In-text citation (footnote):

  • 1. Matthew Desmond, “In Order to Understand the Brutality of American Capitalism, You Have to Start on the Plantation,” New York Times, August 14, 2019, https://www.nytimes.com/interactive/2019/08/14/magazine/slavery-capitalism.html.

Bibliography:

  • Desmond, Matthew. “In Order to Understand the Brutality of American Capitalism, You Have to Start on the Plantation.” New York Times.
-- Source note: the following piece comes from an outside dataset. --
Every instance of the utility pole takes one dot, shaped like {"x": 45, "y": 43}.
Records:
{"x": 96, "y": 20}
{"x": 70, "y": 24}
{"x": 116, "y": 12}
August 14, 2019. https://www.nytimes.com/interactive/2019/08/14/magazine/slavery-capitalism.html.

Final Provisions on a Critical Response Essay

  • Adequate reading is a precursor for writing an effective critical response essay.
  • Students must conduct adequate research on a topic to develop a proper understanding of a theme, even if only one article appears on the reference list.
  • Notetaking or annotation is a good practice that aids students in extracting meaning from an article.
  • Writers should plan for all activities in the writing process to ascertain they have adequate time to move through all the stages.
  • An outline is an organizational tool, which learners must use to establish the sequence of ideas in such a paper.
  • The purpose of a critical response essay has a significant impact on the selection of evidence and the arrangement of body paragraphs.
  • Students should prioritize revision and editing, which represent opportunities to refine the content of composition and remove mechanical issues.
  • Collaborative and individual revision are equally important because they play different roles in the writing of a good paper.
  • Evidence selection is dependent on the purpose and thesis statement of a critical response essay.

References

Campbell, K. H., & Latimer, K. (2023). Beyond the five-paragraph essay. Routledge.

Davies, M. (2022). Writing critical reviews: A step-by-step guide. In Study skills for international postgraduates (pp. 194–207). Bloomsbury. https://www.researchgate.net/publication/312965969

Fort, K. (1971). Form, authority, and the critical essay. College English, 32(6), 629–639. https://www.jstor.org/stable/374316

Lauritzen, J. (2021). Read, write, and cite. Kendall Hunt Publishing Company.